Put an image through the model and get the output for the class you are interested in.
Compute the gradients of the output with respect to the input.
Overlay the gradients on the input image to highlight the “important” parts.
That’s it! Done!

In practice, there are many considerations along the way, most of them with unclear answers. These are expanded upon in the starter notebook. Your task is to finish the implementation and fill in all these details. Provide justification for why you chose specific options along the way! Showcase the results on a few images of different classes. You can also load different models and compare their saliency maps. Do the results make sense to you? Misclassified images are particularly interesting – can you find out why the network gave a wrong response?

6 CP: Feature Visualization

Contrary to attribution techniques, the goal of feature visualization is to show what kind of inputs “activate” specific parts of a network. The most straightforward method is activation maximization:

Start with a randomly initialized “image”.
Put that image through the model to get the output for a certain class.
Compute the gradients of the output with respect to the input.
Add the gradients (scaled by a small learning rate) to the image.
- You likely want to clamp the images back to the [0, 1] range afterwards.
So far, this sounds just like adversarial examples! But now we simply repeat this step multiple times (maybe 1000 steps or so).
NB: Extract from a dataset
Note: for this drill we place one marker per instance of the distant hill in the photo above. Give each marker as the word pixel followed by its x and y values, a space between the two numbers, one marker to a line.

The result is an image that “maximally activates” the chosen output of the network. Since the starting point is random, different initializations will lead to different results. You can optimize multiple images at once. In practice, this process needs heavy regularization to lead to sensible results. This is discussed in the starter notebook.

This process can be applied not just to the output layer, but any hidden layer in the network. This allows us to get a picture of what the different parts of the model are “looking for”. It’s a bit awkward to set up, but there is some help in the notebook.

Have some fun with this! See if you can tune your regularization such that the results are actually recognizable as the respective class. You can also try no regularization to see what the images look like then. Put them through the network to get a classification response. Results will differ significantly between different models.

There is no concrete goal here. Just show that you have experimented with these techniques!